Processo nº 592/2014

Declaração de voto de vencido
O Acórdão qualifica a violação do princípio do contraditório como nulidade processual.
É-me correctíssima essa qualificação.
No entanto, já não acompanho o entendimento de que, in casu, a tal nulidade processual não pode ser arguida por via do presente recurso que, na óptica dos Exmº Colegas, não é o meio de impugnação idóneo, pois para os Exmº Colegas a mesma nulidade deveria ter sido arguida perante o Tribunal a quo.
Na verdade, a nulidade processual dependente de arguição, em regra, deve ser arguida perante o Juiz, autor do acto ou da omissão.
E da decisão sobre a arguição cabe recurso para o Tribunal superior.
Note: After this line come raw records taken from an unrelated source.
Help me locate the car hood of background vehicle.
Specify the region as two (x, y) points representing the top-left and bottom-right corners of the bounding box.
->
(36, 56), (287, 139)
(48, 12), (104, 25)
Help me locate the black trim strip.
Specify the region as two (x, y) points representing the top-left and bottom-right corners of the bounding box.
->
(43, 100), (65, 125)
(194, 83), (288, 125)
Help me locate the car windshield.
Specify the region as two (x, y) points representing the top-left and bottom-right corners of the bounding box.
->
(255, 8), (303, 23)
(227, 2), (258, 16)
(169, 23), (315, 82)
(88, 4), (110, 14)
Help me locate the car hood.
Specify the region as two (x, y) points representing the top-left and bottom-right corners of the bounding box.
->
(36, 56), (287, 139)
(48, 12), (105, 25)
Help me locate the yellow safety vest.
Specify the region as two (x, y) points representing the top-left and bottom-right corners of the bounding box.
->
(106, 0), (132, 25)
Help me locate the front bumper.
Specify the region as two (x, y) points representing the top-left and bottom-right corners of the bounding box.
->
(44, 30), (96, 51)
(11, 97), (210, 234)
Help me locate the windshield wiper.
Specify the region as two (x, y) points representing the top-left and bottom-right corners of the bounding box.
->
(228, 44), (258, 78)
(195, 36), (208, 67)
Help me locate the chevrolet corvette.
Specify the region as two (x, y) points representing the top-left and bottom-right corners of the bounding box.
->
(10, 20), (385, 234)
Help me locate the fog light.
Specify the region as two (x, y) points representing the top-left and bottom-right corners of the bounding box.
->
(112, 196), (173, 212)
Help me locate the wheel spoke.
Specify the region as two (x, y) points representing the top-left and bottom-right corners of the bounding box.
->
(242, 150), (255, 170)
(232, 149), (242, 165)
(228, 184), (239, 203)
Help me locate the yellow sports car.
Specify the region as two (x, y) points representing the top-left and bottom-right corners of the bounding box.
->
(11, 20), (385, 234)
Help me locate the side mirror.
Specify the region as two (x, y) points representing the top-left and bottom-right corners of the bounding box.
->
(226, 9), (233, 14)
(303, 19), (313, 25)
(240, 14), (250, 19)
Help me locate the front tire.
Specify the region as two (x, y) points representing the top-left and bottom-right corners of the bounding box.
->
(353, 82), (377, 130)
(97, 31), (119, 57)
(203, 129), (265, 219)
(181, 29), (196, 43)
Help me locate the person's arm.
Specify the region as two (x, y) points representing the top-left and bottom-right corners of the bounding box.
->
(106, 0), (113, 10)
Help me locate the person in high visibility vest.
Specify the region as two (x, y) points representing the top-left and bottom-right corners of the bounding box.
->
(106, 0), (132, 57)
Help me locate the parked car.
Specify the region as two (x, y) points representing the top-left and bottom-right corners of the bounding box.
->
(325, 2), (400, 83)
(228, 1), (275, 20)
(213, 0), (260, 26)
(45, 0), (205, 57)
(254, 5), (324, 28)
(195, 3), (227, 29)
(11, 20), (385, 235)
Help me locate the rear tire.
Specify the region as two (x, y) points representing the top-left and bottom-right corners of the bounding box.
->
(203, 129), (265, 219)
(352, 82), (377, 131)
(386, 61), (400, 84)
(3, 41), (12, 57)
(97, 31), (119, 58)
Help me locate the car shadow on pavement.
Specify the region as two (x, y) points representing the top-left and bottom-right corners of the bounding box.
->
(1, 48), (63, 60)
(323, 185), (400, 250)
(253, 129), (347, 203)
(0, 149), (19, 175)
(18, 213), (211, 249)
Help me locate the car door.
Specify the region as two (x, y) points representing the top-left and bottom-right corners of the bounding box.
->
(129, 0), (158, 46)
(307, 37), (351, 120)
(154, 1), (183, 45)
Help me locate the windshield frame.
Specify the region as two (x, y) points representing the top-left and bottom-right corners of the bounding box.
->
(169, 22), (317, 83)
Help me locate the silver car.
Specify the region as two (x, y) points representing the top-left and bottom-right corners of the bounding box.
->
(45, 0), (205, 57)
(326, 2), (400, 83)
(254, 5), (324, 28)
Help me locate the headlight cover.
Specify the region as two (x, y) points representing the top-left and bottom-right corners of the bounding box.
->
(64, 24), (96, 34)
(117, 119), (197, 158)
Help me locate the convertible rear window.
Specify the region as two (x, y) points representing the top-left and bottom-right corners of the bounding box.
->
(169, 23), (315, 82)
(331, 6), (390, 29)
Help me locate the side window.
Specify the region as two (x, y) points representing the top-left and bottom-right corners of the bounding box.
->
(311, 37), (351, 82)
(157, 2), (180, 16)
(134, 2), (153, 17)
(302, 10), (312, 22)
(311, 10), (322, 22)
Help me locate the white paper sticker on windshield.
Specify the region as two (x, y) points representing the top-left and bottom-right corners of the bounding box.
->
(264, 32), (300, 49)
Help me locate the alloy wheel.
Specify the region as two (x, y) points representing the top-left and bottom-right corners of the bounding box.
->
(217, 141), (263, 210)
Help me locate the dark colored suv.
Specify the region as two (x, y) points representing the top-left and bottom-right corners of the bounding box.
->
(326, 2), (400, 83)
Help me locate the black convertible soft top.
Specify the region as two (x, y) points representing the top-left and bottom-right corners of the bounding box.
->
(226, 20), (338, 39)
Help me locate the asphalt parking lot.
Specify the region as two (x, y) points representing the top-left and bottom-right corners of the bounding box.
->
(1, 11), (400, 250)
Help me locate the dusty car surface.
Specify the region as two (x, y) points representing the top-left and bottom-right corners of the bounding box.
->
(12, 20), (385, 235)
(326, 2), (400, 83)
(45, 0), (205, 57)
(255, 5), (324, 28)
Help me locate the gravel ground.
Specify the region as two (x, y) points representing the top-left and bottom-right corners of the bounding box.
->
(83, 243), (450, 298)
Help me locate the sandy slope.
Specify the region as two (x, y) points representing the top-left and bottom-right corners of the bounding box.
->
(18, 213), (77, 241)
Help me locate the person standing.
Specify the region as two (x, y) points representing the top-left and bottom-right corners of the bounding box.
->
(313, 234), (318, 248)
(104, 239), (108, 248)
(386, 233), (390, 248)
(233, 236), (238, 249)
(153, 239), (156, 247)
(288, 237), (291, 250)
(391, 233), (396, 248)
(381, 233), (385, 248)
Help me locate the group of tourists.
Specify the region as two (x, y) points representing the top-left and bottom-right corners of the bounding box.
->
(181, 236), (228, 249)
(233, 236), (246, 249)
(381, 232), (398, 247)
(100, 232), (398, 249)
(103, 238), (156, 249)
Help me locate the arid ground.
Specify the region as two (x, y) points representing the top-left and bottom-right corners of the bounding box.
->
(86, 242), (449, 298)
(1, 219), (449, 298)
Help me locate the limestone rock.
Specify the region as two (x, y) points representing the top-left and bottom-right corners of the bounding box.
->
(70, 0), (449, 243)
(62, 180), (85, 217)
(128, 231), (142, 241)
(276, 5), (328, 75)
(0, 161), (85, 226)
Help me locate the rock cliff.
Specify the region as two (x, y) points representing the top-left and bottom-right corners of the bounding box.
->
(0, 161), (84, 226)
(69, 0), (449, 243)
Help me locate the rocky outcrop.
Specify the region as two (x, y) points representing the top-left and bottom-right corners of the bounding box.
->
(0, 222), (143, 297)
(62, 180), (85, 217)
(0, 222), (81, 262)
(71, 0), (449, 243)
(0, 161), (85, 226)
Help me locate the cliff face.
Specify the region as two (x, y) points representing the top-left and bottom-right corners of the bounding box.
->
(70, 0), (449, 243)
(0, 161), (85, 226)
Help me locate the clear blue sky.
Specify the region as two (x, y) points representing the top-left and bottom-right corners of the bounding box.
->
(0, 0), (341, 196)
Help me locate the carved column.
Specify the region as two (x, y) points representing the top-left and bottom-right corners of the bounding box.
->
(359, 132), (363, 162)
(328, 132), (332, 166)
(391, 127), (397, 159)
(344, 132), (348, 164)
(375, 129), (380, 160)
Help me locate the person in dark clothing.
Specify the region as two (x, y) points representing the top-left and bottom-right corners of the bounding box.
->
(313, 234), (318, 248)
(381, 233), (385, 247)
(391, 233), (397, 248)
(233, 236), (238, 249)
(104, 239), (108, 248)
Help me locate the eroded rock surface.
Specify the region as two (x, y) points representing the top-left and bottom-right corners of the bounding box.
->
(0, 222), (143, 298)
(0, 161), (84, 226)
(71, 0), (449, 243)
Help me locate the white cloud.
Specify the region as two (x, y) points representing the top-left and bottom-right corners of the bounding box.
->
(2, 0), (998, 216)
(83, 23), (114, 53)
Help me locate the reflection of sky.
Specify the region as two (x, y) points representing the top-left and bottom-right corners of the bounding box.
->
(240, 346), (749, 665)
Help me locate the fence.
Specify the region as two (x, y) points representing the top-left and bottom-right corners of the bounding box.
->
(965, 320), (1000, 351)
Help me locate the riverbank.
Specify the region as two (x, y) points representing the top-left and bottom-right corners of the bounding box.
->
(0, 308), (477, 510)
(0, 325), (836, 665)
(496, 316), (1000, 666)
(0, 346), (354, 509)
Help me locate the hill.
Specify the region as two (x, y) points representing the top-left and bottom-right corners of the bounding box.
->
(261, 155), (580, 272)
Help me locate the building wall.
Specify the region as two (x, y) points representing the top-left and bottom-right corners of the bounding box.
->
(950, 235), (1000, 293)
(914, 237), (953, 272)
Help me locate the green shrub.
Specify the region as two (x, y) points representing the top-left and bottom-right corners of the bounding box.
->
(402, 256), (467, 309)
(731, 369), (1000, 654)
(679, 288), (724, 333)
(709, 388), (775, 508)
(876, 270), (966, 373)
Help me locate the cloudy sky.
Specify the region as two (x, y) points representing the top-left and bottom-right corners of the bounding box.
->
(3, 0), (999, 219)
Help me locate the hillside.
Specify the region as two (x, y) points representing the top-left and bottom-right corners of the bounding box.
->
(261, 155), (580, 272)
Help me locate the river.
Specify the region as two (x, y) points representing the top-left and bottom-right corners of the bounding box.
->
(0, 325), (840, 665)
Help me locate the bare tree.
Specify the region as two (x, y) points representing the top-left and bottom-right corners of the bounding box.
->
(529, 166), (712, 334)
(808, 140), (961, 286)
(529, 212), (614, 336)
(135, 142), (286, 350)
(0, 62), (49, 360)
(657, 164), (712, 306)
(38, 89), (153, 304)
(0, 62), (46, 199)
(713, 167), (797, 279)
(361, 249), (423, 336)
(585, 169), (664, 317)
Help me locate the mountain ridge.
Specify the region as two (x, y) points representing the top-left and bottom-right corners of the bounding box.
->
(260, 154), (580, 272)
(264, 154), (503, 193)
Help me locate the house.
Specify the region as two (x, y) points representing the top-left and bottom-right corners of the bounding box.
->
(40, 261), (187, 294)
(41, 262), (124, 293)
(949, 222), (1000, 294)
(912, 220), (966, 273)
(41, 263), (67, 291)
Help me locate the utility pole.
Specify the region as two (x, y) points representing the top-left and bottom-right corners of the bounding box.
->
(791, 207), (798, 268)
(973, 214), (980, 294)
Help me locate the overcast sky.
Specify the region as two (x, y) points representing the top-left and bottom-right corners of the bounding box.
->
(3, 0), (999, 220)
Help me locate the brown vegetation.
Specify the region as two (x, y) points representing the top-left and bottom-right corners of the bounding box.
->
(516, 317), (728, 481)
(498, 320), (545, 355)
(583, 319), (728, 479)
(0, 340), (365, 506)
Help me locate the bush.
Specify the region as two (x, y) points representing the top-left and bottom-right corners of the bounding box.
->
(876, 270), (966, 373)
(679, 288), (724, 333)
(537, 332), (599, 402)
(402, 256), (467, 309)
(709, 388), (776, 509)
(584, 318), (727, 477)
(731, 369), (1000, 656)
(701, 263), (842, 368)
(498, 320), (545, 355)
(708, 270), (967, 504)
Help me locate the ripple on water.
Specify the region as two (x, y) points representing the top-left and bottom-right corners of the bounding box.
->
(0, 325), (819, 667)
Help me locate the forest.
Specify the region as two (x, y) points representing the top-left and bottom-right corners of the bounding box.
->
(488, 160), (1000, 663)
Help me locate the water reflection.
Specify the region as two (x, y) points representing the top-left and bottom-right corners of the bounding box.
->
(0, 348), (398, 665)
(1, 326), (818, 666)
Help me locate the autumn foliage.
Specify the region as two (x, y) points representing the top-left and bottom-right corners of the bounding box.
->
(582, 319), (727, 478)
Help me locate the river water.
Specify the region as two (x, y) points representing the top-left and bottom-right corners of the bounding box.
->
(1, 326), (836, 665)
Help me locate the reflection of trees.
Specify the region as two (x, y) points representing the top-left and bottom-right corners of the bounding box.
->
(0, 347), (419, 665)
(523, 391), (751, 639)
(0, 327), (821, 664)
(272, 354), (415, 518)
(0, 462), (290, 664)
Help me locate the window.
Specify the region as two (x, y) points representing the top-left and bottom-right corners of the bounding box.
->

Todavia, há situações em que a nulidade processual só é reflectida na sentença final da instância.
É o que se sucede no caso em apreço.
Ora, por força do princípio do auto-esgotamento do poder jurisdicional, consagrado no artº 569º do CPC, proferida a sentença, fica imediatamente esgotado o poder jurisdicional do Juiz quanto à matéria da causa, sem prejuízo das limitadas excepções expressamente permitidas no artº 569º/2 do CPC, à luz do que o Juiz pode rectificar erros materiais, suprir nulidades da sentença, esclarecer dúvidas provocadas pela sentença e reformá-la quanto a custas e multa, assim como competência para resolver os incidentes e questões que surjam no desenvolvimento posterior do processo, desde que não se repercutam na sentença que proferiu.
Assim, neste tipo de situações, entendo que tal nulidade processual só reflectida na sentença não deve ser arguida perante o Tribunal a quo, mas sim por via de recurso perante o Tribunal de recurso.
Pois, se admitíssemos a arguição de nulidade processual, cometida antes da prolação da sentença, mas apenas reflectida na sentença, perante o Tribunal que a proferiu, estaríamos a conferir ao Juiz autor da sentença o poder para alterar ou modificar, por via indirecta, a decisão proferida, o que seria de todo em todo intolerável, pois se criaria a desordem, a incerteza e a confusão, nas palavras de Alberto dos Reis – CPC Anotado, V, pág. 127.
Subscrevo assim as restantes partes do presente Acórdão em tudo quanto que não dependa da solução dada à questão da violação do princípio do contraditório.
RAEM, 04JUN2015
Lai Kin Hong


1 Ver, por exemplo, na jurisprudência comparada, Ac. RE, de 1/04/2004, Proc. nº 2737/03; RL, de 11/01/2011, Proc. nº 286/09, entre outros.
2 Na jurisprudência comparada, por exemplo, o Ac. do STJ, de 13/01/2005, Proc. nº 04B4031.
3 Neste sentido, por exemplo, os Acs. do TUI, de 30/04/2008, Proc. nº 10/2007 e de 27/04/2011, Proc. nº 64/2010; do TSI, de 13/02/2014, Proc. nº 221/2009.
4 Neste sentido, Alberto dos Reis, Código de Processo Civil Anotado, V, pág. 424; Manuel de Andrade, Noções Elementares de Processo Civil, reimpressão, 1993, pág. 183; Antunes Varela, J. Miguel Bezerra e Sampaio e Nora, Manual de Processo Civil, 2ª ed., pág. 393. Na jurisprudência comparada, Ac. da RC, de 4/06/2000, in BMJ, nº 496, pág. 314.
5 Lebre de Freitas, Código de Processo Civil anotado, I, pág. 350.
6 Comentário ao Código de Processo Civil, II, pág. 510.
7 Na jurisprudência comparada, ver, por exemplo, neste sentido, o Ac. da RL, de 4/06/2009, Proc. nº 67/00, precisamente a propósito da omissão do contraditório em sentença que condena em litigância de má fé. No mesmo sentido – ainda que citando deturpadamente a posição de Anselmo de Castro – o Ac. da RL, de 11/01/2011, Proc. nº 286/09; também, o Ac. do STA, de 9/04/1997, Proc. nº 021070 ou os arestos do TCA/SUL, de 19/10/2004, Proc. nº 07203/02 e de 7/03/2006, Proc. nº 1186/2003.
8 Direito Processual Civil Declaratório, Almedina, 1981, pág. 134-135.
9 Código…cit. pág. 350. Na jurisprudência comparada, neste sentido, por exemplo, o Ac. da RL, de 10/07/2007, Proc. nº 270/04
10 Lebre de Freitas, ob. cit., I, pág. 351, nota 8; Viriato Lima, Manual de Direito Processual Civil, 2ª ed., pág. 387.